I want to go to him and shake him, to scream in his face, "What did you do? But what did Dimas do, Father? He killed Fletcher, then Benjamin, then Caleb! He was ready to kill Naomi and me, and finally you!" But then I think of Joab railing against King David when David was mourning over his son: "O Absalom my son! My son Absalom! Would God I had died for thee, O Absalom, my son, my son!" Joab spoke sharply to the king, telling him his loud mourning for his traitorous son who had tried to kill him made the sacrifices of those who had protected the king from Absalom seem like nothing.
And I always thought Joab was being unfair to David; I wished he would have left the king alone in his time of grief. Can I then do any less for my own father now in his? Today, this moment, Father grieves for Dimas. He has already mourned for our foreman Fletcher, and after that for my brother Benjamin, and soon enough Father will mourn as well for my brother Caleb when he too joins the fresh graves in the cemetery. So for now, I will leave Father alone to find his own way through the Hell of our losses.
My three brothers are all dead, and in a way, so is Father. Or at least, Senator Buckley is dead. The man Mr West and his partner Mr Gordon came here to escort to Washington - no, he will never return there now. Not to sit in the Senate, not to judge wisely anymore, if indeed he ever did. He is gone. Let him go. Let the dead bury their dead.
What thoughts course through my mind this day! But then, who in all of history has ever suffered such great losses at such great speed? Ah, yes: Job. "I only am escaped alone to tell thee." I was forgetting. In the end, God reversed Job's losses and restored to him all that the Enemy had stolen. But what of Father? His goods were not taken, only his sons. Will he, like Job, have new sons to replace the dead ones? For I cannot imagine my father taking a new bride and having more children in his old age.

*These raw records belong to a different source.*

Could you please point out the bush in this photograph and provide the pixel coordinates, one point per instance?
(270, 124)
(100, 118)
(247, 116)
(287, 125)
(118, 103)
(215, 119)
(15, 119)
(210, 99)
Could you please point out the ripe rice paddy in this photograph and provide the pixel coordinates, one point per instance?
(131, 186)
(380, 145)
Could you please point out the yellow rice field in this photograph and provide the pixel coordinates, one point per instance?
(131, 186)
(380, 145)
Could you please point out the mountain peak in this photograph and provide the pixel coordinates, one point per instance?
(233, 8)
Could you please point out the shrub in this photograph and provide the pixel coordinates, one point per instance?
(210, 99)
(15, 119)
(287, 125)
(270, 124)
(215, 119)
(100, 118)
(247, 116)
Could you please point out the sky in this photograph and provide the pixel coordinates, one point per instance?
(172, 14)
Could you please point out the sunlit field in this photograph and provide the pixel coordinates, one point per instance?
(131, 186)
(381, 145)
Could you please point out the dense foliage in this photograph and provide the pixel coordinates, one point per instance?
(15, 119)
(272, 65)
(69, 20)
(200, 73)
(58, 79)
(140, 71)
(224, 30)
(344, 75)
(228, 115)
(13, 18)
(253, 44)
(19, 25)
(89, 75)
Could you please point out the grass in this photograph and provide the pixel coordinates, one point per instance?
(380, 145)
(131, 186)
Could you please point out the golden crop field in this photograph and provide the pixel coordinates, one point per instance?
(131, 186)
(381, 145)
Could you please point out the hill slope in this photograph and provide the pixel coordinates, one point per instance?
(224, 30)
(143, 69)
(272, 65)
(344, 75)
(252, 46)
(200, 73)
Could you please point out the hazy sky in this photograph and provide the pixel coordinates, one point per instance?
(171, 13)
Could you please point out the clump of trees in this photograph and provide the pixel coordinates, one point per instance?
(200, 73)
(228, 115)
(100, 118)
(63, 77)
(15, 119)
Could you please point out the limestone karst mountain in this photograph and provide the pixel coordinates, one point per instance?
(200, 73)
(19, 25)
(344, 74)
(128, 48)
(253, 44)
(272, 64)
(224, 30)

No, I suppose that must fall to me. It is my duty to provide my father with grandchildren to cheer the twilight of his years. Another Benjamin, another Caleb, anoth… Oh, no. No, I will not name a son Dimas. David perhaps, or Daniel, but not the name of Dimas, not that cursèd name.
But is it in the name of Dimas that the curse lies? Or is it perhaps instead in the name of Buckley? What if I should have sons and one, or even all of them, should grow up to be like Dimas: hateful, evil, a serpent in my father's bosom, a grandson to bring down my father's gray hairs with sorrow to the grave?
No. I am resolved. If there are to be grandchildren, let them come from Naomi. Her blood at least is not tainted, as mine is.